St. Therese of Lisieux
The song “Everything is Grace” comes from one of Maher’s favorite saints, the little flower, Therese of Lisieux. He recalls a quote from the spiritual giant: “‘Everything is grace. Everything is a direct result of the Father’s love for us. So no matter the difficulties you face, however trivial or serious, they’re basically all an opportunity.’ You reach a point in your journey where all of a sudden things start going wrong in life and it’s OK. Everything is grace,” explains Maher. “Everything is an opportunity. Eleven years ago, I wrote ‘Your Grace is Enough,’ and 11 years later, it’s still the case.”
And the sinners?
After all, the album is called Saints & Sinners.
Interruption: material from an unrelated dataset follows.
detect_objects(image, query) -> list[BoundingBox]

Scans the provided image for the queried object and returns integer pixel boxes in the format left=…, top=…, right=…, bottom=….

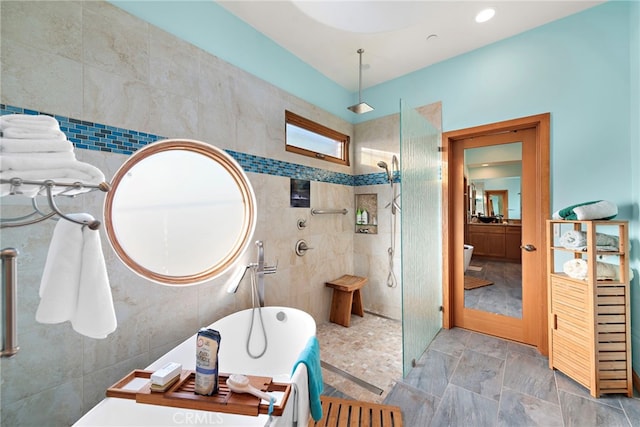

Maher has found that while we all come from different backgrounds, amass a range of experiences and even harbor conflicting opinions, the one thing that always binds us together is our humanity. “It’s the sinful side of me that helps me identify with other broken people and not see myself as better. Christianity doesn’t make me better than anybody else,” he contends.
“The process of being transformed is sometimes a really mess process. When you can remember how far off you were when God found you, your own conversion stands as a testimony to God and mercy, but it also gives you a way to relate to other people.” After all, we were created by a loving God who designed us for a greater purpose. We are each on the pilgrimage of searching out that purposed, being transformed, saints and sinners.